Contrary to the inconsistent activity on schistosomiasis infection, myrrh has proven to possess a very potent fasciolicidal activity. This is evident from the significant data generated on this activity from experimental animals, infield studies, and clinical trials.

Myrrh showed high efficacy when tested on Fasciola in animal studies. It was reported in a study, that Mirazid completely eradicated Fasciola gigantica in rabbits with 20 mg/day dosage administered orally for six days consecutively. The immune response (IgG) was observed to be highest in infection treated rabbits compared to the infection untreated control (Mahmoud 2008). This lead to the conclusion, that at parasitology and immunology levels, Mirazid was safe and the most effective fasciolicidal drug (Mahmoud 2008).

Myrrh as a heterophycide

Heterophytes are common parasite found on snails and fish serving as intermediary hosts, found along the Nile valley and lakes of Egypt reportedly subjected to myrrh. In animal and clinical studies, both showed promising results in terms of efficacy on the parasite. In an animal study, emulsion form of Mirazid showed significant activity on heterophyidiasis with very high reduction in load of worm, tegumental spines disfigurement, and attrition as seen under a scanning electron microscope. It was observed to be very active, leading to 100% worm load reduction at 500 mg/kg/day administered for consecutively for 3 days (Abdul-Ghani et al. 2009a).

Myrrh as a molluscicide

Aside from its reported termiticidal activity, myrrh extract has been reportedly tested on snail intermediate hosts of trematodes for activity. Based on the reports of it being safe and having activity on the parasite and its intermediate hosts, this provides it with the benefit of being effective in the control and treatment of diseases. It has been investigated the anti-molluscic potential on Egyptian snail species Bulinus truncates, Lymnaea cailliaudi, and Biomphalaria alexandrina. These snails’ species and their eggs were subjected to the drug at different conc. over a period of 24 and 48 h at 22–26 °C. The outcome of the experiment was B. alexandrina had an LD50 and LD90 (155 ppm and 195 ppm), higher than B. runcates (50 ppm and 95 ppm) and L. cailliaudi (50 ppm and 85 ppm) on 24-h exposure. A mortality rate of 100% for egg clutches of B. alexandrina and L. cailliaudiat was recorded at 100 ppm and 75 ppm respectively. However, in order to obtain similar results on 48 h of exposure, lower concentrations were required. Under laboratory conditions, reports on myrrh showed significant inhibitory effect on snail intermediate hosts, especially their eggs. On snail hosts of schistosomes, myrrh extract showed mulluscicidal activity. After 24 h of post exposure, molluscicidal activity on B. alexandrina and Biomphalaria alexandrina, at concentrations 20 and 10 ppm respectively, was reported (Massoud and Habib 2003). Prolonged exposure was observed by authors to have resulted to increase in infected snail’s number. Ovicidal activity of myrrh has been reported to be effective on a day-old egg mass of snail than on 5-day-old snail egg mass. Also, the eggs demonstrated more resistance to the drugs than adult snails.

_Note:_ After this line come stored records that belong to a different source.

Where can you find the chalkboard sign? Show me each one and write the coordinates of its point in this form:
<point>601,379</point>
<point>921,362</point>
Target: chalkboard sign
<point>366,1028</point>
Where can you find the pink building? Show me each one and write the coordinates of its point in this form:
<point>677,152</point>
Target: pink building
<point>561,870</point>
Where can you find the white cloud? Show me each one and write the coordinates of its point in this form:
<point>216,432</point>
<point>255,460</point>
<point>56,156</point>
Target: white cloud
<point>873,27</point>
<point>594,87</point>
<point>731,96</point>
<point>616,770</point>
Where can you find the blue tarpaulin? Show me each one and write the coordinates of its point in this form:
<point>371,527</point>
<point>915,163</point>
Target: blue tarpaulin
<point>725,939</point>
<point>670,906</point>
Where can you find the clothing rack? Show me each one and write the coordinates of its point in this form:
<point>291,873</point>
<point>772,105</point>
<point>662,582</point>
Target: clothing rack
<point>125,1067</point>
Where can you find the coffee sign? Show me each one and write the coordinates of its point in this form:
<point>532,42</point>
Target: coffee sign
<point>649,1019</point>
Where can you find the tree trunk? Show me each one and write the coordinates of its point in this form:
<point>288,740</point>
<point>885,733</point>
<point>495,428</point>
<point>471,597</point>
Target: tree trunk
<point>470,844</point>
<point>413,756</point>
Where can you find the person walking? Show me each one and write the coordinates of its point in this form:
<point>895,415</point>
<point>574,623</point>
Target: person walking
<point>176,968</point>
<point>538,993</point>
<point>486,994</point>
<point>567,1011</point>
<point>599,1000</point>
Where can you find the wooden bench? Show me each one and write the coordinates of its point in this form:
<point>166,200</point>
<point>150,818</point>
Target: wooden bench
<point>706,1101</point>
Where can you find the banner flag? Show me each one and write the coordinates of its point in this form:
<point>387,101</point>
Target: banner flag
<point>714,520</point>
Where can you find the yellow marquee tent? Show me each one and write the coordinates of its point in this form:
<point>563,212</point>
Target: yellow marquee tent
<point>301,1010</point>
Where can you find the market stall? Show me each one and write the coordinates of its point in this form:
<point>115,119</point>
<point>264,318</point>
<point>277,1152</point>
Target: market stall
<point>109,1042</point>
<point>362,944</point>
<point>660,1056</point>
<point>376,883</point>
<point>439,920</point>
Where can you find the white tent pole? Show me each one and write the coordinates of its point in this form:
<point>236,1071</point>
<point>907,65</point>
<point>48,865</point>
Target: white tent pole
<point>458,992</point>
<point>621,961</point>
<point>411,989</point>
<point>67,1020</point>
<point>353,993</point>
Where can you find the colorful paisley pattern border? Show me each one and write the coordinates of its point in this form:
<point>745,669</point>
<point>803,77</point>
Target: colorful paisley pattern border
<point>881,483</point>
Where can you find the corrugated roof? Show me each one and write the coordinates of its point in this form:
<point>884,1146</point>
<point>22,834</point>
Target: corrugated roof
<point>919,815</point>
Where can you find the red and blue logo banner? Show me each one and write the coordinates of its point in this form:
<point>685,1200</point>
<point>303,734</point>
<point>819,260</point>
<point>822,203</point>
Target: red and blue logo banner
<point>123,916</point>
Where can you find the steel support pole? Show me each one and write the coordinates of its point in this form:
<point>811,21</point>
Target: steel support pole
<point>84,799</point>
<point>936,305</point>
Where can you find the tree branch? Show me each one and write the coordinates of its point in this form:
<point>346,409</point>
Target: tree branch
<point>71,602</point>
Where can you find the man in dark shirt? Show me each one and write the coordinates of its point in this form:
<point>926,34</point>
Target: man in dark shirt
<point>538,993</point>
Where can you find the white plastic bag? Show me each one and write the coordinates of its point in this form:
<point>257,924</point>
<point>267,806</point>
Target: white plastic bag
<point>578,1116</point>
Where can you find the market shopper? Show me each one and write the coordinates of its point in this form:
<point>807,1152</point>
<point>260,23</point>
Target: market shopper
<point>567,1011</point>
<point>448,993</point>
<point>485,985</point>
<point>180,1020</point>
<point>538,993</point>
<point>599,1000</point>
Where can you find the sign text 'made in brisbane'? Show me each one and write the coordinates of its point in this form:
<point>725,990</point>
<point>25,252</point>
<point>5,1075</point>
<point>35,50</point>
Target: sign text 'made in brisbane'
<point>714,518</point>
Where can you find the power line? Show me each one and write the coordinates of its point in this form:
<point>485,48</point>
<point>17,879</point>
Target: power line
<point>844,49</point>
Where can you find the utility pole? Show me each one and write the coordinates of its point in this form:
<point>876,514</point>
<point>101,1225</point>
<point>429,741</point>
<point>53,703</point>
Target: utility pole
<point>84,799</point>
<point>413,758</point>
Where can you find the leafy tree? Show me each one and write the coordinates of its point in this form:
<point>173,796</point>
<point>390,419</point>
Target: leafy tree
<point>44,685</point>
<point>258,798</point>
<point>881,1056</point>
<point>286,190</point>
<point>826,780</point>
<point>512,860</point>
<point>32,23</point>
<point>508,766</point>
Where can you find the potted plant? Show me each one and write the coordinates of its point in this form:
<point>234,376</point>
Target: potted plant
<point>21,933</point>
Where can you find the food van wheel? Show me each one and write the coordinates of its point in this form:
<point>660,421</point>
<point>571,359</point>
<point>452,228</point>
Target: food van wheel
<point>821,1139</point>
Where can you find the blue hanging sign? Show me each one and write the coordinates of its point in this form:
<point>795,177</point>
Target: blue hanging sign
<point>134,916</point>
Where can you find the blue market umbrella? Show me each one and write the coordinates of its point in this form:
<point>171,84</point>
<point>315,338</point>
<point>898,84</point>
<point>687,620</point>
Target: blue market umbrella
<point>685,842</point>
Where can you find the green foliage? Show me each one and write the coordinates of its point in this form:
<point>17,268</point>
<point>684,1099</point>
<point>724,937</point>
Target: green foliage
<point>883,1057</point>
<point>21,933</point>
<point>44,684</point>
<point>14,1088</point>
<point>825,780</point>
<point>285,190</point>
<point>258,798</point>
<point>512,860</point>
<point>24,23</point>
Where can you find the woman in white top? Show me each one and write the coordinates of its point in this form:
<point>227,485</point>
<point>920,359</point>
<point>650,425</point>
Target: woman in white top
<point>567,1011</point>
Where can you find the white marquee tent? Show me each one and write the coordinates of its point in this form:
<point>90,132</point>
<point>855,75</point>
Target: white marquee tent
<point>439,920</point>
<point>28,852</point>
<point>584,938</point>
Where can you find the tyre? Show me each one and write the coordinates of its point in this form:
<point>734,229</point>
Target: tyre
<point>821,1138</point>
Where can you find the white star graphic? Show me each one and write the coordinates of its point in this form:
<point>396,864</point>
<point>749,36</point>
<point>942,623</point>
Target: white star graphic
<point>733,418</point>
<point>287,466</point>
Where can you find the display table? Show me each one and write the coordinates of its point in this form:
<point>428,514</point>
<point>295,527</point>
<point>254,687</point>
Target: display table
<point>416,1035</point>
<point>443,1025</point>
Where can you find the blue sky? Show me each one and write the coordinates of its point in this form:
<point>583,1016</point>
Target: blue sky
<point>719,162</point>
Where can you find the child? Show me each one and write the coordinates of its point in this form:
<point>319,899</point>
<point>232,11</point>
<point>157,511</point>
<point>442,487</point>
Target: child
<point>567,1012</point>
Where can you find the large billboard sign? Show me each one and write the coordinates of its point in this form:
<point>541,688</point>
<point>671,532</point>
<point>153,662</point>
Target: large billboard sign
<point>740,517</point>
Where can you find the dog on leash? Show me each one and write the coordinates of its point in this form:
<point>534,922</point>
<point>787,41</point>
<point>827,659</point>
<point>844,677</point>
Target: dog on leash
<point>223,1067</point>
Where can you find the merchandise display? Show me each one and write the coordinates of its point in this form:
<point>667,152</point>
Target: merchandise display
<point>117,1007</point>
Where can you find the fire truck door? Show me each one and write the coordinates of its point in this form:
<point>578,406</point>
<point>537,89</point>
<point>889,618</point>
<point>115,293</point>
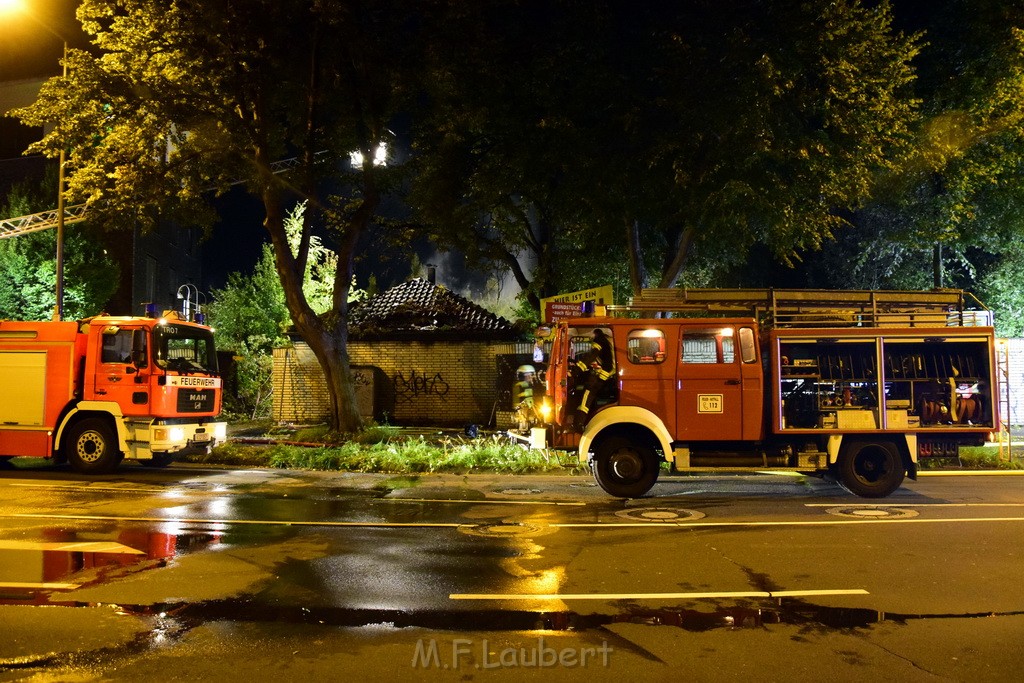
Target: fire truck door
<point>709,386</point>
<point>116,376</point>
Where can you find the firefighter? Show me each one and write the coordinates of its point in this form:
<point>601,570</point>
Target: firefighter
<point>592,371</point>
<point>522,396</point>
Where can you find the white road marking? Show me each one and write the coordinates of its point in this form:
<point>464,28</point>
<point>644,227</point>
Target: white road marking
<point>649,524</point>
<point>654,596</point>
<point>916,505</point>
<point>187,520</point>
<point>480,501</point>
<point>40,587</point>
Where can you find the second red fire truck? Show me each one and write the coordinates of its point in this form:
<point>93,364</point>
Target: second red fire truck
<point>99,390</point>
<point>861,384</point>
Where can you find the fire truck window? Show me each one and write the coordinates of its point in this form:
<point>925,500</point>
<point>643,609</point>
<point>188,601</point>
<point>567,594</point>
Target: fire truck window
<point>700,346</point>
<point>645,346</point>
<point>117,347</point>
<point>728,350</point>
<point>748,348</point>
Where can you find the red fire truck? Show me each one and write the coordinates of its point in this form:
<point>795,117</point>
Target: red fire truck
<point>95,391</point>
<point>861,384</point>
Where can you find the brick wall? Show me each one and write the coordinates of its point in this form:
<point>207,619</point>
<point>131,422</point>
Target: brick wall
<point>407,382</point>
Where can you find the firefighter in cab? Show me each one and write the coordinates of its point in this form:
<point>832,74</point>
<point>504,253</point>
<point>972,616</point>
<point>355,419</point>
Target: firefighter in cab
<point>522,396</point>
<point>590,374</point>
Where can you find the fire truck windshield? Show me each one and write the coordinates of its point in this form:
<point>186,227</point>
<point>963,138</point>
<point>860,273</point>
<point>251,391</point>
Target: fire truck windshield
<point>185,349</point>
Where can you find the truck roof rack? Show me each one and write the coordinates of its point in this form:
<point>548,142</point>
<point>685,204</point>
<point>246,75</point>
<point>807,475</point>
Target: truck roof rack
<point>797,308</point>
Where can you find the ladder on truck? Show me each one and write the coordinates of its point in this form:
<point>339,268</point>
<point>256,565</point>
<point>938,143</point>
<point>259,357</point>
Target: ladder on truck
<point>796,308</point>
<point>1005,403</point>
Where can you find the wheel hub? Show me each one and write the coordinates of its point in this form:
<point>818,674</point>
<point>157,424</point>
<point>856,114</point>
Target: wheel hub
<point>626,465</point>
<point>90,447</point>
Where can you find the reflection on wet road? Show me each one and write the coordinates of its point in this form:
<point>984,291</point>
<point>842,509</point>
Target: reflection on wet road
<point>178,551</point>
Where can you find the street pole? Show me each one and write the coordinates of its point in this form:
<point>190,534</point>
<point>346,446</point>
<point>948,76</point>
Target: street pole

Against respiratory infections

Myrrh from Commiphora have been reported as having activity on sore throat and chest infection. It acts by subduing inflammatory responses associated with it (Khalil et al. 2020).

Extract of C. myrrh and its essential oil have been reported to be used as expectorants, essential for the management of respiratory diseases like chest infection and any ailment associated to it (Germano et al. 2017). Similarly, in myrrh the activity of aromatic gum resin has been reported infection in the chest (Su et al. 2015). The resin employs the anti-inflammation and cytotoxic mechanism on bacteria or fungi infection responsible for the chest ailment. Also, the C. myrrh extract and resin were reported to show analgesic and anti-inflammatory activity which further justifies their use as an essential herbal medicine for different chest pain (Su et al. 2011).

Nasal congestion effects

In infections relating to cold and flu, myrrh or Commiphora myrrh extract reduces nasal congestion. Myrrh resin serves as an immune-stimulant in the season of cold and flu by accentuating the immunological system and acting as an expectorant in nasal congestion treatment (Kalra et al.